Bevor er aus der Tür rausging, hielt ich ihn kurz auf. „Ich glaube, es wird kalt heute Nacht. Ich gebe Dir was für Deine Hände." Dann ging ich in mein Schlafzimmer und kam mit den schafsfellgefütterten Handschuhen zurück, die ich vor Jahren für meinen Vater genäht hatte. „Hier, stecke sie ein. Und wenn Du dann allein da draußen bist, ziehe sie an. Die halten Deine Hände garantiert warm."

Gerado schaute die Handschuhe an, dann mich und machte plötzlich einen Schritt auf mich zu. Ganz spontan umarmte er mich und gab mir einen unbeholfenen Kuss, halb auf die Wange, halb auf den Mund. „Du bist unglaublich lieb. Danke." Er machte einen halben Schritt zurück, nahm die Handschuhe und drehte sich bereits zum Gehen. „Ich werde auf Dich aufpassen, damit Dir nichts geschieht. Egal, was für ein Krieg hier ausbricht."

Dann war er fort und ich stand wie vom Donner gerührt in meiner Küche. Es war Jahre her, dass mein im Meer ertrunkener Mann mich geküsst hatte. Ich hatte vergessen, wie schön das war und wie gut das tat.

Wenige Tage später wurden wir fünfundzwanzig Originalbewohner von Port Howard unter Hausarrest gestellt, auch eine Versorgung und Kontrolle unserer Schafe wurde untersagt. Eigentlich hatte der ranghöchste Offizier in Port Howard, ein Capitano Rugierro, befohlen, dass ich mein Farmhaus verlassen und ebenfalls nach Port Howard kommen sollte. Hier intervenierte der bei mir einquartierte Unteroffizier mit Unterstützung seiner mittlerweile auf sechs Soldaten angewachsenen Besatzung.

„Die Farmerin ist die einzige Person, die uns wenigstens einmal am Tag mit einen warmen Mahlzeit versorgt. Wir sind aufgrund der weiten Entfernung zur Estate darauf angewiesen, weil wir sonst vermutlich hungern würden und damit unseren wichtigen Dienstpflichten nur unzureichend nachkommen können", trug er als Protest seinem Capitano vor, wie er mir selbst, durch Gerado übersetzt, darstellte. Daraufhin wurde ich offiziell in meinem eigenen Farmhaus unter Hausarrest gestellt und durfte dies ausschließlich nur in Begleitung eines der Soldaten verlassen. Der Unteroffizier, der sich mir gegenüber bis dahin zwar korrekt, aber ziemlich herrisch verhalten hatte, grinste mich plötzlich an. „Ihr Lamm-Stew hält uns am Leben", übersetzte Gerado. „Von woanders kommt nichts mehr als Nachschub." Dann befahl er, dass Gerado mit meiner Dauerüberwachung beauftragt und solange von seinen Wachtschichten befreit wäre. „Es ist unabdingbar, dass die Verpflegung meiner Gruppe sichergestellt ist."

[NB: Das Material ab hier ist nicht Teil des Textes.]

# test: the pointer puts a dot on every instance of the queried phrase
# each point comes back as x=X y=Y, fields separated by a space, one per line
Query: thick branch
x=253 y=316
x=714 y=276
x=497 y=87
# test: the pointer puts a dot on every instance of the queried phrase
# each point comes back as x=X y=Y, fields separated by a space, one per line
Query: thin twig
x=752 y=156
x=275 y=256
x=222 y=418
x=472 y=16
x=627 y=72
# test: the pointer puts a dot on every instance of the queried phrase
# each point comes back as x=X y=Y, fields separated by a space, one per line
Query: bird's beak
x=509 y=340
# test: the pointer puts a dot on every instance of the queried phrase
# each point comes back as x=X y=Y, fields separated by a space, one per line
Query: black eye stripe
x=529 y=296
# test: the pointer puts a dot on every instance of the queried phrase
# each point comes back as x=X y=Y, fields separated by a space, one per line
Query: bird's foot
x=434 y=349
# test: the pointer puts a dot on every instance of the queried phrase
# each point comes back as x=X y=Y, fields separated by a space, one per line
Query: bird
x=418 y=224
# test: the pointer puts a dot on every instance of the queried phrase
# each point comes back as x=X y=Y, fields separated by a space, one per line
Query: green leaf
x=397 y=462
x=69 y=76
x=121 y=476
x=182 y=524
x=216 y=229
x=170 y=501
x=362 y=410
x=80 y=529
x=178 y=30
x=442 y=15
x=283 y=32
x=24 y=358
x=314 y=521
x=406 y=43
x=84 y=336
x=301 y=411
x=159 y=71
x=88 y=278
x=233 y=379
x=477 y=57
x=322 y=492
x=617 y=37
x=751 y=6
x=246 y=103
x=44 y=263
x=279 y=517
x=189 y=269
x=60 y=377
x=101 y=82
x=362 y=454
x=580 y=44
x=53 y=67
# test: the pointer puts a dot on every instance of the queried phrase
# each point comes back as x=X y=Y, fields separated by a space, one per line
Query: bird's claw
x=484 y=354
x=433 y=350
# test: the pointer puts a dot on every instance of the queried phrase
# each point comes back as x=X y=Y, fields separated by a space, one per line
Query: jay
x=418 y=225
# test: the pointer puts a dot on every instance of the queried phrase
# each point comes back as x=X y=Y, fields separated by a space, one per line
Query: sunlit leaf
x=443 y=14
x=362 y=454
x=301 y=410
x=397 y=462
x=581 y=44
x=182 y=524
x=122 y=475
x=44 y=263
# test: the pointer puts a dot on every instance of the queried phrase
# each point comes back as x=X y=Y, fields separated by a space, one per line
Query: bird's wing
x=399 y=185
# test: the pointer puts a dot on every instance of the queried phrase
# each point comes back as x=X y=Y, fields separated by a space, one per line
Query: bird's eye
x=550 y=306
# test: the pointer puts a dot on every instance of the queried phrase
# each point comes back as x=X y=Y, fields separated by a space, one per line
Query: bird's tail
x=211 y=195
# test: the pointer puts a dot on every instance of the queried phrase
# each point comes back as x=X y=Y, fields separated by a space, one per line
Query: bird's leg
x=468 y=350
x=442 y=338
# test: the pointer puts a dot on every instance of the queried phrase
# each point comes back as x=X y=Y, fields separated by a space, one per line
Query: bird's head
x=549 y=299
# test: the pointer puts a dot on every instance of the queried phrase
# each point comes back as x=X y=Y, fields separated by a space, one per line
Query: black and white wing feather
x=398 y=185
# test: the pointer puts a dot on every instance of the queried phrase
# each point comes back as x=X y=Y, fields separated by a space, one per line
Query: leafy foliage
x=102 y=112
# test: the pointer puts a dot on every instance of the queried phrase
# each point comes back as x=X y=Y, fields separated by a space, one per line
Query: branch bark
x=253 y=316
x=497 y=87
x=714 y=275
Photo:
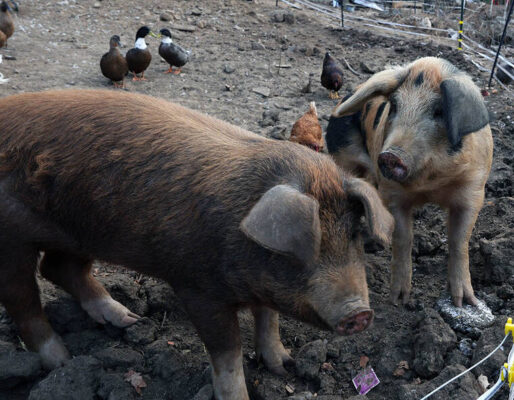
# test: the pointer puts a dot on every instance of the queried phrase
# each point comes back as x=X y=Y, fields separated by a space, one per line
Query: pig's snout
x=392 y=166
x=356 y=322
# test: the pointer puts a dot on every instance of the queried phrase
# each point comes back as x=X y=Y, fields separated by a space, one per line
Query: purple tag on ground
x=365 y=380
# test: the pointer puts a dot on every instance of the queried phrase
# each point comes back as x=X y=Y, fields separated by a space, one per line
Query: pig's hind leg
x=267 y=341
x=401 y=263
x=461 y=220
x=73 y=274
x=19 y=293
x=218 y=328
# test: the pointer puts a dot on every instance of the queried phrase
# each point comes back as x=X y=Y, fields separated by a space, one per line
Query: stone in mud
x=489 y=340
x=114 y=387
x=498 y=256
x=142 y=332
x=465 y=319
x=309 y=359
x=433 y=340
x=269 y=118
x=18 y=367
x=464 y=388
x=79 y=379
x=112 y=357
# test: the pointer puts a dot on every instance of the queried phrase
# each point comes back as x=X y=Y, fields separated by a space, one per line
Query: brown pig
x=228 y=218
x=421 y=133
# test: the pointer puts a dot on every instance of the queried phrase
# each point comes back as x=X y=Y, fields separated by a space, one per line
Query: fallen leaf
x=136 y=380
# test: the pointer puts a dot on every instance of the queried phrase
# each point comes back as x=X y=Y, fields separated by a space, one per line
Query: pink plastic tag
x=365 y=380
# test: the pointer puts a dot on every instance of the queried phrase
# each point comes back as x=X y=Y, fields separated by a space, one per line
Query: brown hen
x=307 y=130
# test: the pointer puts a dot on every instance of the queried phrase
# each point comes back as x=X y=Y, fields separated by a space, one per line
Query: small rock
x=257 y=46
x=483 y=383
x=464 y=388
x=467 y=318
x=169 y=364
x=78 y=379
x=142 y=332
x=114 y=387
x=289 y=18
x=367 y=68
x=465 y=347
x=425 y=23
x=278 y=16
x=263 y=91
x=228 y=69
x=309 y=359
x=17 y=367
x=165 y=17
x=204 y=393
x=269 y=118
x=119 y=358
x=431 y=343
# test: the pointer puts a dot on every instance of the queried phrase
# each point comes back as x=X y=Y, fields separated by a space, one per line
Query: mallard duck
x=113 y=64
x=6 y=22
x=174 y=55
x=331 y=76
x=139 y=57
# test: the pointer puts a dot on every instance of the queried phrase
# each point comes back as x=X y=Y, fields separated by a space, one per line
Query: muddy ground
x=237 y=45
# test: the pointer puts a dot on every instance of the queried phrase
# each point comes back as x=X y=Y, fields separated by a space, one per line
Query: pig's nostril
x=392 y=167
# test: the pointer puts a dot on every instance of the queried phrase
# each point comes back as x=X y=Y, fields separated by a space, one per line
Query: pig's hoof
x=275 y=359
x=106 y=309
x=53 y=353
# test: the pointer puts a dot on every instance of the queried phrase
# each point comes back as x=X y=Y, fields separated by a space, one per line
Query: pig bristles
x=313 y=109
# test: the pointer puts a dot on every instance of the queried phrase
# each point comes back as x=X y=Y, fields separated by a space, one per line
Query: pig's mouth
x=356 y=322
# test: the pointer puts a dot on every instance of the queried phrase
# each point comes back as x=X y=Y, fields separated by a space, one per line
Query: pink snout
x=356 y=322
x=392 y=166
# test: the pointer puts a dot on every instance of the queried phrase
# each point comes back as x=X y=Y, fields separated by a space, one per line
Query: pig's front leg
x=218 y=328
x=461 y=220
x=267 y=340
x=401 y=264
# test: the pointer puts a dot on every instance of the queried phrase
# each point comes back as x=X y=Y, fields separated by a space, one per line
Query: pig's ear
x=464 y=110
x=380 y=221
x=383 y=83
x=286 y=221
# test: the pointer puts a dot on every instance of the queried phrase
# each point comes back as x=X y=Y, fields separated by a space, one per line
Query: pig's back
x=124 y=173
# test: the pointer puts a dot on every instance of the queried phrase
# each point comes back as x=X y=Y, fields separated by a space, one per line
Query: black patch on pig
x=464 y=111
x=379 y=115
x=343 y=131
x=419 y=79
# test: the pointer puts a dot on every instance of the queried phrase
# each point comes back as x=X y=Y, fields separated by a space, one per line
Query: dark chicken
x=331 y=76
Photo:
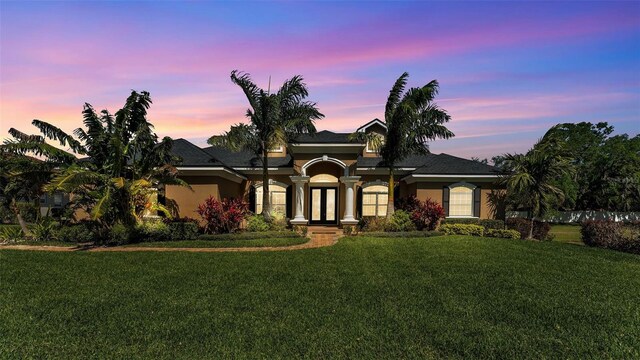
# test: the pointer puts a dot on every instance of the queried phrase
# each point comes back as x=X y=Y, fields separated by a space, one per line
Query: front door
x=324 y=205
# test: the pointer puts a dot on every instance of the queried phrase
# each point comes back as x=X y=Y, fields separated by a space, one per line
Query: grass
x=448 y=296
x=566 y=233
x=224 y=243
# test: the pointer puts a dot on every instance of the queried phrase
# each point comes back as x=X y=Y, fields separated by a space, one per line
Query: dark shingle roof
x=192 y=155
x=436 y=164
x=324 y=137
x=245 y=158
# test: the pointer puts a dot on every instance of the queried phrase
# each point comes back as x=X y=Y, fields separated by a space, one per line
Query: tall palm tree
x=275 y=119
x=413 y=119
x=530 y=178
x=123 y=160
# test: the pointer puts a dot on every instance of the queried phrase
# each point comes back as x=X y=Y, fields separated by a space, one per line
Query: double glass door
x=324 y=205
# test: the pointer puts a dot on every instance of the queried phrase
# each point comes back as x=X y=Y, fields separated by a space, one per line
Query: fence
x=580 y=216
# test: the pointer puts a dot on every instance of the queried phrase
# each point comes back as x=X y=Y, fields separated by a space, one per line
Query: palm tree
x=412 y=119
x=275 y=119
x=530 y=178
x=123 y=160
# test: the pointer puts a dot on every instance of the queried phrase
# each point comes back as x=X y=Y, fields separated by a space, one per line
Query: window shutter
x=289 y=200
x=359 y=203
x=445 y=200
x=252 y=199
x=477 y=197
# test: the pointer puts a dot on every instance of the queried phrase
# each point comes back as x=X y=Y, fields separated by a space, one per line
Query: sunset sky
x=508 y=70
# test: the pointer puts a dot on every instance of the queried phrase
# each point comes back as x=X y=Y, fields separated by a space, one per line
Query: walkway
x=319 y=237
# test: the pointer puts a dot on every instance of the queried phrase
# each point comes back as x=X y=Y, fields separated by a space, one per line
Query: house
x=327 y=179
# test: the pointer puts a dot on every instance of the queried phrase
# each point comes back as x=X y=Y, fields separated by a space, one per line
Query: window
x=461 y=200
x=278 y=197
x=374 y=200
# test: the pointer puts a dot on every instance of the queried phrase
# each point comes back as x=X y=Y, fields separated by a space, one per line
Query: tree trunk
x=531 y=228
x=266 y=203
x=23 y=224
x=390 y=204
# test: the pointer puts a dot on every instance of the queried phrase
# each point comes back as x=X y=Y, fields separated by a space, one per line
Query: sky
x=507 y=70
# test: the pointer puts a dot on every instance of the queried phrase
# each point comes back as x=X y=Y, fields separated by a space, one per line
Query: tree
x=530 y=178
x=413 y=119
x=275 y=119
x=123 y=161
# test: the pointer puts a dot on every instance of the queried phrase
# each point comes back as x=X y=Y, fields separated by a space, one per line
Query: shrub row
x=612 y=235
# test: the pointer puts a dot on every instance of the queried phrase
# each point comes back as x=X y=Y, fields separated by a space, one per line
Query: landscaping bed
x=449 y=297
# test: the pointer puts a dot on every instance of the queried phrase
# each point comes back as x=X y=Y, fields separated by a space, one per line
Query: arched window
x=375 y=199
x=277 y=195
x=461 y=200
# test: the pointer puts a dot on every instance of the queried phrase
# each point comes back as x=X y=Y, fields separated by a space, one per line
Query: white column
x=350 y=184
x=299 y=182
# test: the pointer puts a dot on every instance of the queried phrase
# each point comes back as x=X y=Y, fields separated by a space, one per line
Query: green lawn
x=224 y=243
x=566 y=233
x=455 y=296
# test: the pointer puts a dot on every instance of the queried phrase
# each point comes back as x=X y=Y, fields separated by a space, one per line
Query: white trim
x=303 y=169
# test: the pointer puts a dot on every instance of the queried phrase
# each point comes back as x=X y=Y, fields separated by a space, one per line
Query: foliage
x=224 y=216
x=530 y=178
x=123 y=161
x=275 y=119
x=462 y=229
x=400 y=221
x=413 y=119
x=76 y=233
x=523 y=226
x=372 y=224
x=611 y=235
x=256 y=223
x=426 y=215
x=250 y=235
x=502 y=233
x=10 y=233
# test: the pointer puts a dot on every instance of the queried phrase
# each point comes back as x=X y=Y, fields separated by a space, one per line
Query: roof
x=245 y=158
x=434 y=164
x=192 y=155
x=324 y=137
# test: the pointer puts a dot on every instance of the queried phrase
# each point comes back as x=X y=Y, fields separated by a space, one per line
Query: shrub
x=151 y=231
x=400 y=221
x=77 y=233
x=502 y=233
x=373 y=224
x=222 y=216
x=492 y=224
x=462 y=229
x=256 y=223
x=540 y=229
x=611 y=235
x=426 y=215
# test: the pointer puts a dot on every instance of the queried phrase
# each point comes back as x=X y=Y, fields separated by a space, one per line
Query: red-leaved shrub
x=426 y=215
x=219 y=217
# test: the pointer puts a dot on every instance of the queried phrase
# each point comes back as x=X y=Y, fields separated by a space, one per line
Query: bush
x=224 y=216
x=426 y=215
x=400 y=221
x=502 y=233
x=77 y=233
x=250 y=235
x=540 y=229
x=256 y=223
x=611 y=235
x=151 y=231
x=462 y=229
x=370 y=224
x=119 y=235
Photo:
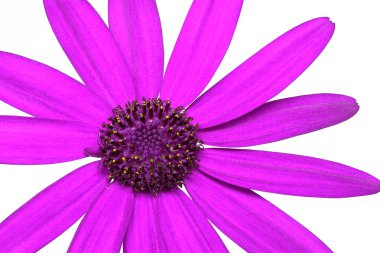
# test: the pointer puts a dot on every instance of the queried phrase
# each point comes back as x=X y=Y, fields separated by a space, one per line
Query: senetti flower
x=152 y=134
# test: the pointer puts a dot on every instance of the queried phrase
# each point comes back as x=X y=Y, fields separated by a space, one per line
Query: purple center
x=149 y=146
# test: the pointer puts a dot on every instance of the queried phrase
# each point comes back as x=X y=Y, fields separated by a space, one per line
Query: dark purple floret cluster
x=149 y=146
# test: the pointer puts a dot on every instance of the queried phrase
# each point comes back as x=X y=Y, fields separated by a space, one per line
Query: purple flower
x=135 y=121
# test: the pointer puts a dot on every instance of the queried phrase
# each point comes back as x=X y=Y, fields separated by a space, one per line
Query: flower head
x=148 y=129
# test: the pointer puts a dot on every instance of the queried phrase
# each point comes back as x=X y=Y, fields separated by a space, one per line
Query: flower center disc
x=149 y=146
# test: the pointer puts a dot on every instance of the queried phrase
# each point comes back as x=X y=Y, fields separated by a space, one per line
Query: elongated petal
x=201 y=45
x=264 y=75
x=45 y=92
x=52 y=211
x=282 y=119
x=136 y=26
x=183 y=227
x=26 y=140
x=91 y=49
x=249 y=220
x=287 y=174
x=143 y=233
x=103 y=228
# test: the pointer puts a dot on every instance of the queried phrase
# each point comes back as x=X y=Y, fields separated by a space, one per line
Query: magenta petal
x=264 y=75
x=26 y=140
x=249 y=220
x=287 y=174
x=52 y=211
x=42 y=91
x=183 y=227
x=143 y=234
x=282 y=119
x=201 y=45
x=103 y=228
x=136 y=27
x=91 y=48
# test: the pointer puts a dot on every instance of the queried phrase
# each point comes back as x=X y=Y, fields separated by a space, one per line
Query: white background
x=349 y=65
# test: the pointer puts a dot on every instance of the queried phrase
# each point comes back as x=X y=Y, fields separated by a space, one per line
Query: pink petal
x=136 y=26
x=143 y=234
x=287 y=174
x=264 y=75
x=201 y=46
x=52 y=211
x=183 y=226
x=26 y=140
x=42 y=91
x=249 y=220
x=91 y=49
x=103 y=228
x=282 y=119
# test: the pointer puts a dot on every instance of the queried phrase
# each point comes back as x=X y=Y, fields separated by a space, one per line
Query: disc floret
x=149 y=146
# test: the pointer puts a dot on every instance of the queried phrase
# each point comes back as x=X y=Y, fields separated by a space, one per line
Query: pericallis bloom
x=152 y=134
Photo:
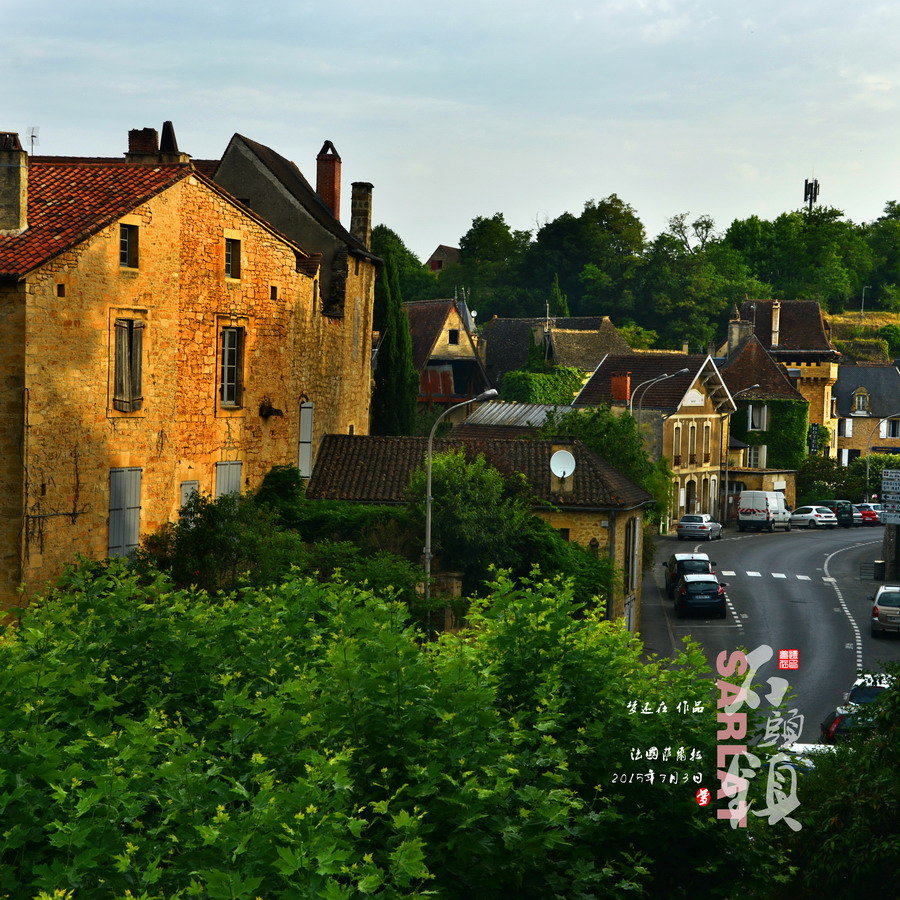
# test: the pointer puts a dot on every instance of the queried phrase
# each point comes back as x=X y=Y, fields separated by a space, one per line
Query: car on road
x=871 y=513
x=699 y=526
x=885 y=610
x=686 y=564
x=702 y=594
x=813 y=517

Ich war erneut wie vom Donner gerührt. Der Unteroffizier war anscheinend cleverer als ich ihn bis dahin eingeschätzt hatte.

Als ich später allein mit Gerado auf die Mutterschafsweide direkt neben der Farm ging, auf der mittlerweile die Böcke ihrer lustvollen Arbeit nachgingen, bekam ich erstmals nach langer Zeit ein paar Zusatzinformationen. „Die Briten sind im Norden dieser Insel gelandet und haben dann unseren Luftwaffenstützpunkt auf der vorgelagerten Insel mitsamt vielen Flugzeugen zerstört. Nach dem Angriff auf Puerto Argentino kann unsere Versorgung auf der westlichen Hauptinsel nur noch nach Fox Bay eingeflogen werden. Und davon kommt bei uns hier weiter nördlich nichts mehr an." Er blieb plötzlich vor dem kleinen Schauer an der Mutterschafsweide stehen, die die Schafe nach eigener Entscheidung als Schutz gegen schlechtes Wetter nutzen konnten. „Streng genommen sind wir von Deiner Gastfreundschaft abhängig." Er zuckte mit seinen Schultern. „Das weiß auch unser Unteroffizier. Und deshalb hat er diese Lösung arrangiert. Ob er wirklich an unseren Sieg glaubt, weiß ich nicht. Aber er hat eine Frau und zwei Kinder zu Hause. Und die will er nicht auf den Malvinas im Stich lassen." Bei seinen Erläuterungen vermittelte Gerado einen hoffnungslosen Eindruck, er ließ sichtlich seine Schultern hängen.